Types of Garden Enemies
EASTERN SPRUCE GALL APHID
(Chermes abietis). Very common in home plantings of Norway spruce, also on white, black, and Engelmann's spruce. Greenish aphids winter around the bud scales and lay eggs on twigs in spring. The nymphs feed on new growth causing leaf bases to enlarge into bulb-like hollows, up to 50 of these cells being joined together to form a pineapple-shaped gall at the base of a twig and usually 2 or 3 galls together on a branch. New galls, up to an inch long, are green with the closed mouth of each cell marked with a red or purple line and each containing a dozen or so aphids. The cells open in midsummer (early August in New Jersey), releasing the aphids to lay eggs on the needles. These hatch in a few days into the overwintering nymphs.

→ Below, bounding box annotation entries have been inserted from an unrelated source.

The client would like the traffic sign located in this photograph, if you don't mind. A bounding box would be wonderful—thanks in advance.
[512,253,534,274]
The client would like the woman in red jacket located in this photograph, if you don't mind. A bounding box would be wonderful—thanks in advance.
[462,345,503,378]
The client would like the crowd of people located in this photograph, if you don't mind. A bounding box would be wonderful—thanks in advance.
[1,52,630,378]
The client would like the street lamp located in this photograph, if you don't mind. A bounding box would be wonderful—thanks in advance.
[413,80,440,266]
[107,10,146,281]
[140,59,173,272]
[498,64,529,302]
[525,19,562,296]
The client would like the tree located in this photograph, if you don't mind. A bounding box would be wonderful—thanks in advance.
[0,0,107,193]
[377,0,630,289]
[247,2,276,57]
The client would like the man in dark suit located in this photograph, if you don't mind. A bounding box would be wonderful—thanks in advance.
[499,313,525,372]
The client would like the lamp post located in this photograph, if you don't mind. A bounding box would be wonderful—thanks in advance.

The galls turn brown after opening, and branches frequently die back.

Control. On small trees cut out the galls before they open if it is possible to do this without too much disfigurement. Spray in spring just before new growth starts with a miscible oil, 1 to 30 dilution, making sure the temperature will stay above 45 F. until the spray has dried, or with nicotine sulfate and soap, or with lindane.

COOLEY SPRUCE GALL APHID
{Chermes cooleyi). This species causes large terminal galls, 1 to 2 inches long, on Colorado blue spruce and also on Sitka and Engelmann's spruce. Aphids winter near terminal buds and lay eggs in spring, the nymphs producing the gall which is an enlargement of the stem together with thickening of the needles. The green changes to straw color after the cells open in July. The aphids released then acquire wings and migrate to Douglas-fir, laying eggs in nests of white wax, the nymphs remaining on fir needles until spring, when eggs are laid there. From that generation winged individuals migrate back to spruce, the complete life cycle taking 2 years.

Control. Unless trees are too large it is easy to cut off terminal galls before they open. Oil spraying should be done with caution, for it takes bloom off the needles. Spraying with lindane or nicotine is preferable.

ELM COCKSCOMB GALL APHID
(Colopha ulmicola). Green elevations with red tips, looking like cocks' combs, are filled with green or brown aphids which drip honeydew from the leaves onto walks and parked automobiles. There is no practical control.

GOLDENGLOW APHID
(Macrosiphum rudbeckiae). Bright red lice with long legs stand out from goldenglow stems, crowd between larkspur buds, and cause delphinium leaves to cup downward.